The Sixth Global Meeting for Mountain Partnership is holding its first meeting in North America to center mountain issues in the international policy-making process. The United Nations Framework Convention on Climate Change has given great attention to oceans and small island states in the past. This year is the “International Year of Sustainable Mountain Development.” The Mountain Partnership brings more focus to mountain regions, a quarter of the planet’s land mass.

Not only do mountains represent a significant amount of the globe and 1.6 billion people, but they also are some of the most fragile biospheres as climate destruction events become more frequent, scientists and advocates say.

“Although there is much variation over time and space, on average, mountains have been warming around 25 to 50% faster than the global mean since around 1950 (when extensive record keeping began),” said Carolina Adler, executive director of the Mountain Research Initiative.

This increases the risk to more fires, landslides, snowcap melting and droughts impacting billions of people from communities at lower altitudes like the 44 million who depend on the Colorado River Basin, she said. 

Talk globally, act locally

It’s clear how important mountains are to global ecosystems, economies and human well-being.
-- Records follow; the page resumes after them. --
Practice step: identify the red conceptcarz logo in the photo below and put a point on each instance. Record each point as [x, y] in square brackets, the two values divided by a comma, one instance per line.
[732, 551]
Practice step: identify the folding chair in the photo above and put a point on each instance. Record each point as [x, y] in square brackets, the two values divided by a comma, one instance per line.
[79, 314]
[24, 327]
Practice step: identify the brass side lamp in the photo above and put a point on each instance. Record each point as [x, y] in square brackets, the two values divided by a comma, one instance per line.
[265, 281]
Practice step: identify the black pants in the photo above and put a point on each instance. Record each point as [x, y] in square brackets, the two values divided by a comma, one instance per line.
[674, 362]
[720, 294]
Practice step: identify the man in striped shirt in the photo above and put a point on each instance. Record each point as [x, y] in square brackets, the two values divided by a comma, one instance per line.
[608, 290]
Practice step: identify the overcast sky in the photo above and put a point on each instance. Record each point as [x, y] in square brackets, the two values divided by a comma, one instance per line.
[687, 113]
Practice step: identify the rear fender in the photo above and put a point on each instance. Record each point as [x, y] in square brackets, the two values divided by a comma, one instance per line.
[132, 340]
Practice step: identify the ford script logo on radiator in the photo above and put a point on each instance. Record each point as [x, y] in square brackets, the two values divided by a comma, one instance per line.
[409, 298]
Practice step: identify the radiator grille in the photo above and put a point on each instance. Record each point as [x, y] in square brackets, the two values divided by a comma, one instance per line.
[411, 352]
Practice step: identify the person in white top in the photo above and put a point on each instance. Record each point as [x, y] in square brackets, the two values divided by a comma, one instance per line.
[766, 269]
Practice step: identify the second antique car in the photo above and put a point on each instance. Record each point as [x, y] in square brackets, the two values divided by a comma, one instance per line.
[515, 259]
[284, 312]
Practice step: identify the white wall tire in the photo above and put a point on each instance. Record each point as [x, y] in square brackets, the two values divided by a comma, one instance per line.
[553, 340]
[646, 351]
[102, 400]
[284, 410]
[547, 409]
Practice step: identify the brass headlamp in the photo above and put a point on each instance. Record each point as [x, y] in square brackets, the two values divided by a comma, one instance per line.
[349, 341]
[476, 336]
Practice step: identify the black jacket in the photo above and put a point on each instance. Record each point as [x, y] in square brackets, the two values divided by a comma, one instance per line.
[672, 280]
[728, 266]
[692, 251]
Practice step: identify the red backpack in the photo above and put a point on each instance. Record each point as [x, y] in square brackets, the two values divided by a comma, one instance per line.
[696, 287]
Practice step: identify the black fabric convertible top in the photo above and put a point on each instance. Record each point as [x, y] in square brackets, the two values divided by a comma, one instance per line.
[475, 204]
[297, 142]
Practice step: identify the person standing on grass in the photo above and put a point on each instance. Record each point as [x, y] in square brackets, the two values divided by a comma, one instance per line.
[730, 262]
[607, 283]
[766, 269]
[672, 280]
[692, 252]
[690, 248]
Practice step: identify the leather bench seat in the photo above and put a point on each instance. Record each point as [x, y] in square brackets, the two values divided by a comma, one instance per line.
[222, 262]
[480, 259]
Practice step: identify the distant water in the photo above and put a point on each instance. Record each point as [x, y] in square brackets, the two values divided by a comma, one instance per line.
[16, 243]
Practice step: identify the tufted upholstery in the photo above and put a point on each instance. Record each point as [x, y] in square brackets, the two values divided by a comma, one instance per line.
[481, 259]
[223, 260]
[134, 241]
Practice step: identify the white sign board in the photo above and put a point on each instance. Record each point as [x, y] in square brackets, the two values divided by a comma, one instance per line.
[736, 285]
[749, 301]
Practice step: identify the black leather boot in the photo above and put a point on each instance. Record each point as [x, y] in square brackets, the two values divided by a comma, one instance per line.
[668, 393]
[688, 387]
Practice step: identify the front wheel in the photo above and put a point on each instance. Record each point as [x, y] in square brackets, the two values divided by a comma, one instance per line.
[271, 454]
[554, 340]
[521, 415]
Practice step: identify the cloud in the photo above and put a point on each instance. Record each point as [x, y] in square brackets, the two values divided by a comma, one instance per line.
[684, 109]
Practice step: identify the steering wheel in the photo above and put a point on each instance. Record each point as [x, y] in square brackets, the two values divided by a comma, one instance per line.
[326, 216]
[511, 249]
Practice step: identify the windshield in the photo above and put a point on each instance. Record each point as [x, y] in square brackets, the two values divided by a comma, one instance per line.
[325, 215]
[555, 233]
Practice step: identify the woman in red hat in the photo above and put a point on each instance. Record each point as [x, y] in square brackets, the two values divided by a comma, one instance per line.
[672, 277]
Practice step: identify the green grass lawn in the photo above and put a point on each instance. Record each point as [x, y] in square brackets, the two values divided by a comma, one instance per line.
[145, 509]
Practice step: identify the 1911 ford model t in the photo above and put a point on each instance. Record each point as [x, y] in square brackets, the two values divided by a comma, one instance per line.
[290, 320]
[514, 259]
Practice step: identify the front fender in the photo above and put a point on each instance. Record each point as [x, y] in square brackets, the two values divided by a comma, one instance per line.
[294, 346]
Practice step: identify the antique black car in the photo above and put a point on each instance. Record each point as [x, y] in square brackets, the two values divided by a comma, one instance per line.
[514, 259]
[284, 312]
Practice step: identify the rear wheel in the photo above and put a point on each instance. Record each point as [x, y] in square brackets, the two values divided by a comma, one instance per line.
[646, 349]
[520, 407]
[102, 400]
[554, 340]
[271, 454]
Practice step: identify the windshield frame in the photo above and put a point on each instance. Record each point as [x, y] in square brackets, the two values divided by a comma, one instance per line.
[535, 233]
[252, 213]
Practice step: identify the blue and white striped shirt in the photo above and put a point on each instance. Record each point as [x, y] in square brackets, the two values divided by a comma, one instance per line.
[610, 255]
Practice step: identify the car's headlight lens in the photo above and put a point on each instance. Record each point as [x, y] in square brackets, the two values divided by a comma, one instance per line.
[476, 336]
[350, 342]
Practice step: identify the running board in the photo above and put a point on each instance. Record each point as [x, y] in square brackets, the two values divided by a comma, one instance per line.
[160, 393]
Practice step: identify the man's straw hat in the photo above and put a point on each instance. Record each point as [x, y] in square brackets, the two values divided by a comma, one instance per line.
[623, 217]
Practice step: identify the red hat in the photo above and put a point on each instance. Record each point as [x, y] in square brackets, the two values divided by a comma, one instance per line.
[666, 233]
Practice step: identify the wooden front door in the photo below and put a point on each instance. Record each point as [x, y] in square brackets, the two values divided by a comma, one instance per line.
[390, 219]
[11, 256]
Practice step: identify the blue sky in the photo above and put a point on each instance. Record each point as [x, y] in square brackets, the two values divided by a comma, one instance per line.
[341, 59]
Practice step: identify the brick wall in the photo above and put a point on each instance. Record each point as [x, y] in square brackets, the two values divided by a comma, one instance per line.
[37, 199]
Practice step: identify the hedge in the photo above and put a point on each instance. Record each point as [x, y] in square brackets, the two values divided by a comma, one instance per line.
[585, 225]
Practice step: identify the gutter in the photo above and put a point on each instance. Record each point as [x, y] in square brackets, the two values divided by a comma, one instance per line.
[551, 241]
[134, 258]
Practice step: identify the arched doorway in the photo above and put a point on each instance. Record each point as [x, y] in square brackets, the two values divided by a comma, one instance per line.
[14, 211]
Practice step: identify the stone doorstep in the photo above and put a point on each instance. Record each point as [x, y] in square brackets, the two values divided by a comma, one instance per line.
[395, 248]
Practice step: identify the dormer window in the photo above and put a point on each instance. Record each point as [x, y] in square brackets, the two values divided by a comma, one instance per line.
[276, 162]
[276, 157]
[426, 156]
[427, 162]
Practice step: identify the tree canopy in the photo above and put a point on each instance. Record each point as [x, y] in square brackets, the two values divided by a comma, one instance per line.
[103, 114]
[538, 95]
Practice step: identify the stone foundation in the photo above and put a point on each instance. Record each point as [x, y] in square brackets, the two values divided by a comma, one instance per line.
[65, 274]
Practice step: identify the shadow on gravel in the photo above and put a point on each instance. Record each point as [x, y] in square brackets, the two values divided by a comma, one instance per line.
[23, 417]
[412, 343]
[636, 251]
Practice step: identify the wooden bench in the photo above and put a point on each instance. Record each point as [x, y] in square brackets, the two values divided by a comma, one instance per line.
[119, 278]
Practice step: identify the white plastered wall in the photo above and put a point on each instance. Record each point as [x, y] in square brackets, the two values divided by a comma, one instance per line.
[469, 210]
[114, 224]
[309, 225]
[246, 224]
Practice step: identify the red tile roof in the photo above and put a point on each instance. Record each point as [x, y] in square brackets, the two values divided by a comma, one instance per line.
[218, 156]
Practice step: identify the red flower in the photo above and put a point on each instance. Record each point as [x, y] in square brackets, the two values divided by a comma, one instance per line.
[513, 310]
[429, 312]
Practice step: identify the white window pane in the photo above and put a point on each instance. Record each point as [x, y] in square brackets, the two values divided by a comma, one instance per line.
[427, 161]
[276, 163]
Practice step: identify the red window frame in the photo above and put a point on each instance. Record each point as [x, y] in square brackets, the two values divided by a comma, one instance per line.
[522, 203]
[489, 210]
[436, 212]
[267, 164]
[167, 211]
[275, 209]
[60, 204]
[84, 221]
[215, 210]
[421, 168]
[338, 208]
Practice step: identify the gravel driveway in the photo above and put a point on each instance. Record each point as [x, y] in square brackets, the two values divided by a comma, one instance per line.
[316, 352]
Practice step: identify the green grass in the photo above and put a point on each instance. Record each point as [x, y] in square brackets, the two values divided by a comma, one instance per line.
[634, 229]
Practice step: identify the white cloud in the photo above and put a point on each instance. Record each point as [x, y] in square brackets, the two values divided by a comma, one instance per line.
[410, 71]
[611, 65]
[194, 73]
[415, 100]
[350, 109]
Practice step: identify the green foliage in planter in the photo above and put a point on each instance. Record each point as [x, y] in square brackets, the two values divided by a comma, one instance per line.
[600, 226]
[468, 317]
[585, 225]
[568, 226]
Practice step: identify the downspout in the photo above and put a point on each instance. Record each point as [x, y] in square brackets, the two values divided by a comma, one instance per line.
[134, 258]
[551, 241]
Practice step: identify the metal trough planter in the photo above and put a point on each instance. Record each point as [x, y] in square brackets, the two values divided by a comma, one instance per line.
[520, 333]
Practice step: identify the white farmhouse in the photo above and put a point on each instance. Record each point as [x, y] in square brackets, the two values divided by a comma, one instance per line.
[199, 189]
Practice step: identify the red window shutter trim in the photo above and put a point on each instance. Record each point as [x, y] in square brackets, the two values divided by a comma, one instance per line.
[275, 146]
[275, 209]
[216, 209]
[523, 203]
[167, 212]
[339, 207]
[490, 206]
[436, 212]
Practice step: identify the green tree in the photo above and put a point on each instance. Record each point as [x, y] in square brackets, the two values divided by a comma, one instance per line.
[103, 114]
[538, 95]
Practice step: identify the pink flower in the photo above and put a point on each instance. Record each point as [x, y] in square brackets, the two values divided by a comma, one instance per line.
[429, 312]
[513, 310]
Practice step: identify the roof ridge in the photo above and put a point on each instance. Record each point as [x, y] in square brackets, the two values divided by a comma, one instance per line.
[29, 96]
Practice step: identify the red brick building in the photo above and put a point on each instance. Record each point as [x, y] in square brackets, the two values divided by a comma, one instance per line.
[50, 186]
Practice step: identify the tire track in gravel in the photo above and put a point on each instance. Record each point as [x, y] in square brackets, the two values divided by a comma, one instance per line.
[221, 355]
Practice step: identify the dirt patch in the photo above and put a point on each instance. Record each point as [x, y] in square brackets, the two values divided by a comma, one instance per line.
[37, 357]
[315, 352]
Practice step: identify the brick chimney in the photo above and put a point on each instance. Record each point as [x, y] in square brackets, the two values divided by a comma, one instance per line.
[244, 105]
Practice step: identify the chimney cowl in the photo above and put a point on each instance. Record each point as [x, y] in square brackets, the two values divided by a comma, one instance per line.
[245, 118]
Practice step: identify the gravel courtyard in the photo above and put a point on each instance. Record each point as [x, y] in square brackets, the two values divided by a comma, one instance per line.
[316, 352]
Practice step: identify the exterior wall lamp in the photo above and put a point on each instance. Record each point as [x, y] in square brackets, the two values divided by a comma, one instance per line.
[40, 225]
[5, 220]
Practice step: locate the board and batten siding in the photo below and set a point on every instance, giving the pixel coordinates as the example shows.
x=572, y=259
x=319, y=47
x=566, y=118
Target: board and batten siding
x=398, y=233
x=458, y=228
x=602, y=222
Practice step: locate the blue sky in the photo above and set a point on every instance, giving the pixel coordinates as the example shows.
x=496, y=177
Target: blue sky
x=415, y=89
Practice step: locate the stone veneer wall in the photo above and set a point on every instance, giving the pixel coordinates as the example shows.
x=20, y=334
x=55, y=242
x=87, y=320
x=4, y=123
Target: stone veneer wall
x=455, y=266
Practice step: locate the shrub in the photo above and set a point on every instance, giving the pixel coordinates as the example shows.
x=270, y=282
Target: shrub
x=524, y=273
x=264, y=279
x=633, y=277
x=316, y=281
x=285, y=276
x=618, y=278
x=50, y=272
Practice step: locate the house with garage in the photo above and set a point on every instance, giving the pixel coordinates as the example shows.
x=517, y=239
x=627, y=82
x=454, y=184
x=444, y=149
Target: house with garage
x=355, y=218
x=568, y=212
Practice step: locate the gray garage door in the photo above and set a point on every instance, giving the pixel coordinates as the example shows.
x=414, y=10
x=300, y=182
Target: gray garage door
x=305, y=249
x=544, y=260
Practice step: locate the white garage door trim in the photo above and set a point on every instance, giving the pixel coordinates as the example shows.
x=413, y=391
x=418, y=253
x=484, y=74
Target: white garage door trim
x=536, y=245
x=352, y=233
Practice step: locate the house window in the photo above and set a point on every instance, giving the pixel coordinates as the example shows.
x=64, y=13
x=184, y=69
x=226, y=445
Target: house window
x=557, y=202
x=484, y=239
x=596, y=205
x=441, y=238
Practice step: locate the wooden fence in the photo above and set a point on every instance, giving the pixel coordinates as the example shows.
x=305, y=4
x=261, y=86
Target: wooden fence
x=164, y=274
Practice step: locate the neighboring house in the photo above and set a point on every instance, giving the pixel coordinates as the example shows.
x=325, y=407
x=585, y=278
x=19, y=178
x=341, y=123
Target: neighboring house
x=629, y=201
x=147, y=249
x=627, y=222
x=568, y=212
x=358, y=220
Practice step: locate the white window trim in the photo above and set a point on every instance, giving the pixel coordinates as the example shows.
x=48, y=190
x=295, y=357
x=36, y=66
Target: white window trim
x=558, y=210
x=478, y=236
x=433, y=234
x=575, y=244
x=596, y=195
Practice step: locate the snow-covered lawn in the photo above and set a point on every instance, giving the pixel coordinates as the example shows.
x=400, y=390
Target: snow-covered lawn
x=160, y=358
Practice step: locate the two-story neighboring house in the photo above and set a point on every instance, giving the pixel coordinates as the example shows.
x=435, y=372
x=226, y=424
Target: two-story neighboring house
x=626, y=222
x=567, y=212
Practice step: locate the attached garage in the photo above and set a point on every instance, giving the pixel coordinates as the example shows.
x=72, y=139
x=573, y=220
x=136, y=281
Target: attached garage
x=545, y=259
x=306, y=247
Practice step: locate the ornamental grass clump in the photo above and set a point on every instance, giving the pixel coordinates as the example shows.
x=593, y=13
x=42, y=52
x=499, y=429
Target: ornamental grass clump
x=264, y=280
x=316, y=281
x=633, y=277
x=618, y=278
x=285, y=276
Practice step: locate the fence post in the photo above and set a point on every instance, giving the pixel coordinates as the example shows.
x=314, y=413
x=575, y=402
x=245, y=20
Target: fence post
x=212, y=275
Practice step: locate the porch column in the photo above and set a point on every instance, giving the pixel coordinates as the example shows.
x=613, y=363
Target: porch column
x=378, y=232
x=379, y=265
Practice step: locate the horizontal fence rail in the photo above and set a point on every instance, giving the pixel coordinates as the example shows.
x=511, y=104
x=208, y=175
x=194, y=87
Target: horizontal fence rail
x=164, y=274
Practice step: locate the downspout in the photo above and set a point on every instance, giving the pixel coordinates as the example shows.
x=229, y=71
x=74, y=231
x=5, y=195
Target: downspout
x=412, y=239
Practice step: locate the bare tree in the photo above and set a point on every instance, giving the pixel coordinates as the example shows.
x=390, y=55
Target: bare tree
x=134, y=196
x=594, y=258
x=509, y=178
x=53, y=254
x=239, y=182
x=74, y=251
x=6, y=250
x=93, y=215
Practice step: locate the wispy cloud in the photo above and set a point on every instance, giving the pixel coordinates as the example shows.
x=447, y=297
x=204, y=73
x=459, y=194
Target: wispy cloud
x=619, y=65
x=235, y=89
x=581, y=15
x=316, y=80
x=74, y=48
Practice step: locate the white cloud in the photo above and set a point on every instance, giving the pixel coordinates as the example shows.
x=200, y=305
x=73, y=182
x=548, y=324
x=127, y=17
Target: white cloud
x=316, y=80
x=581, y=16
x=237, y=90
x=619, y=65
Panelists stressed the need to bring strategies and focus to local communities. Possibly for the first time ever, eight local elected officials from Aspen to Glenwood to Vail sat on stage together, committed to leading in climate solutions.

“Because of this summit as a mayor of Vail, a mountain community, I’ve had the opportunity to see how the effects of climate change have impacted other mountain communities. This unites us internationally in the fight against global warming,” said Vail Mayor Kim Langmaid, an associate professor of sustainability studies at Colorado Mountain College.

“I was able to connect with the governor’s office and am bringing together a group of Colorado mountain towns and counties to organize a delegation to lobby for some of the half-trillion dollars for climate of the recent Infrastructure Bill and Inflation Reduction Act,” she said.

“Mountain communities are able to show how we can implement projects in renewable clean energy in our buildings and transportation systems faster than at the state level,” she added. “We can be leaders of best practices with these federal dollars to prove the benefits of these projects.”

“Five years ago, you wouldn’t have had a representative from Glenwood Springs here,” said Jonathan Godes. “The people of Glenwood have become acutely aware of the problem of climate change. We were the 7th community in the United States to convert to a 100%-electric grid.”

“Regionalism is necessary, but, even if we did everything, we couldn’t solve climate change. We don’t use our power to advocate on regional and federal levels and we need to,” said Eagle County Commissioner Matt Scherr.

Ben Bohmfalk, mayor of Carbondale, closed out the day with the candid reality of many towns and counties that are working on electrification and energy reduction: “Carbondale wants to be the first one to net zero; and I’m sure all of you (referring to other electeds) do too. I believe that all of our communities will only work closer together to achieve the goal across political divides.”